Clients have been equally curious, eager to see how AI can be brought into projects. It’s proven most useful in pitches and early-stage storyboards, but as tools become easier and workflows smarter, the enthusiasm often stalls when it comes to bringing ideas to life.
Why? Because the best creative work is built on storytelling – emotive, human, and nuanced, grounded in insight and personality, qualities that AI is still catching up with.
It would be naïve to say AI isn’t showing up across the creative landscape. Automated campaigns and the occasional six-fingered model have become the new normal. We’re seeing a wave of content across TikTok and Instagram of Deepfake AI recreations of celebrities using Sora…. used deliberately to provoke, offend, and create short-lived spikes in attention. These moments highlight AI’s ability to break through and capture culture, but also how hollow and transient that can feel.
According to this year’s D&AD trend report:
“There was a surprising lack of AI-led creative work among this year’s entrants. In 2024, 9.3% of Shortlisted and Pencil-winning work self-referenced using AI; this dropped to 7.6% in 2025.”
It seems that while AI continues to evolve, the industry’s most celebrated work is leaning the other way – toward ideas and executions that feel unmistakably human.
Take Burberry, for example. Once known for pristine models in equally pristine settings, the brand has turned to the streets. Shot by punk photographer Bob Foster, their new social-first storytelling captures real people in real places, rich with cultural nuance. Flash on, effortlessly composed, the brand has never felt more connected to real life.
When the creative industry first began paying attention to AI, illustrators and artists rallied against the machine. Would art directors simply generate images and cut out the very artists whose work had trained these models? In reality, the opposite seems to have happened.

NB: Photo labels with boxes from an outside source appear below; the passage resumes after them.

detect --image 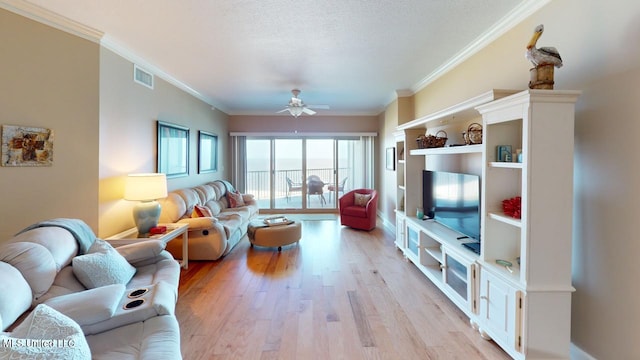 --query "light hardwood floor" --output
[176,220,509,360]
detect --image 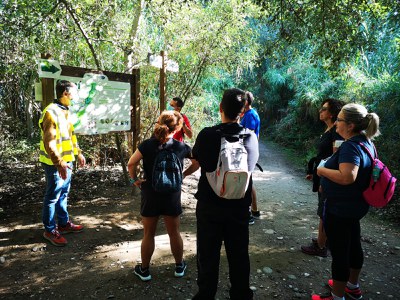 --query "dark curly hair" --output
[321,98,346,122]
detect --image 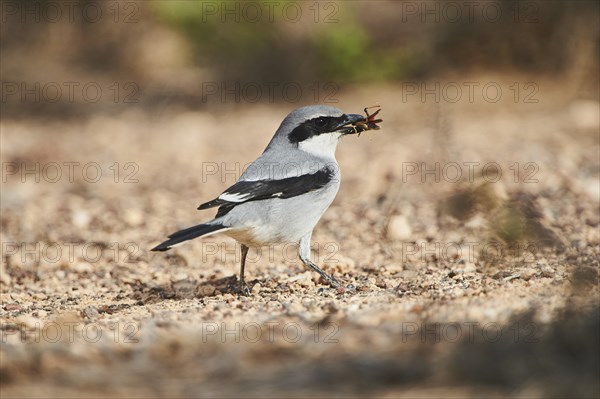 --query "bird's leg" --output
[239,244,250,295]
[298,233,342,288]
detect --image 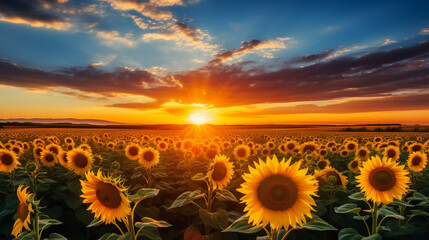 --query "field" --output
[0,126,429,240]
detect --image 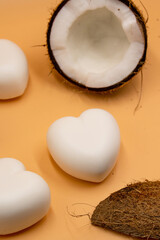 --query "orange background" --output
[0,0,160,240]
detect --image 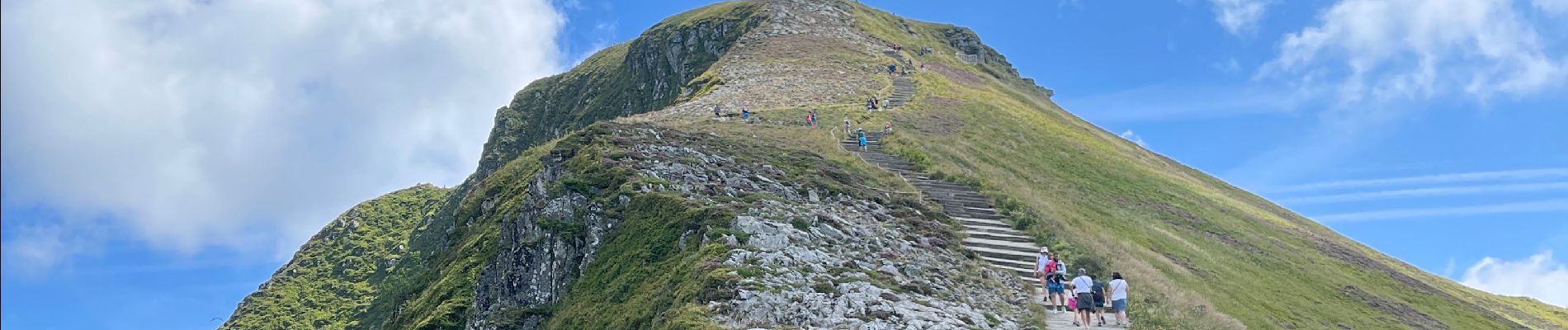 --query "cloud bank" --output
[0,0,564,266]
[1460,250,1568,307]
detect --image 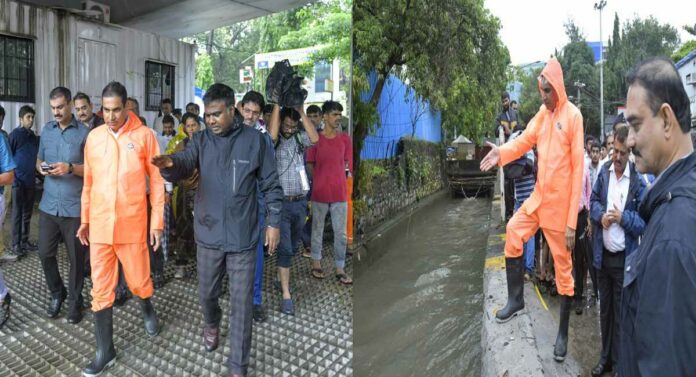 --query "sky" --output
[485,0,696,65]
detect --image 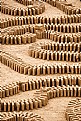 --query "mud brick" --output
[0,89,2,100]
[63,88,66,97]
[9,88,13,96]
[40,96,47,106]
[2,89,5,98]
[53,89,56,98]
[33,99,38,109]
[25,100,29,110]
[47,66,51,74]
[33,66,37,76]
[21,101,24,111]
[5,88,9,97]
[29,100,33,110]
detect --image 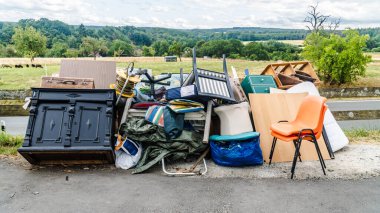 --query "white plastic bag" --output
[115,140,142,169]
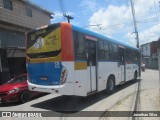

The New York Times is pushing analogue image-making to new heights, frequently collaborating with artists like Jack Davidson. His handcrafted approach, blending texture, collage, and intricately built set designs bends reality in-camera, creating work that feels truly alive. His recent collaboration with Dwayne “The Rock” Johnson is beautifully unnerving, almost a direct response to AI’s uncanny output. It makes viewers double-take and question reality, yet it’s entirely made by hand.
Big brands are also doubling down on craft. Our recent campaign with Coca-Cola, “The Bosses,” was rooted in humanity and local connection, real people, real stories, and a genuine desire by the brand to show up authentically. Every creative choice reflected that intent, from working with renowned documentary director Ross Bolidai, whose approach is deeply human-centric, to using vintage Mamiya lenses and 35mm film to capture both the campaign’s photography and film. Each piece of creative felt unmistakably human and the industry took note: 78% of earned media coverage led with the campaign imagery.
So what does this all mean as we close out the year?
AI isn’t going anywhere, and we’ll continue to explore the best ways to use it to make more thoughtful creative choices. But in a landscape increasingly filled with bland, automated output, it’s clear that when big brands truly show up, the need for human-centric storytelling and real craft has never been more important.
You know the point’s been made when even OpenAI is running ChatGPT campaigns featuring real people, in real-life moments, shot by real creatives.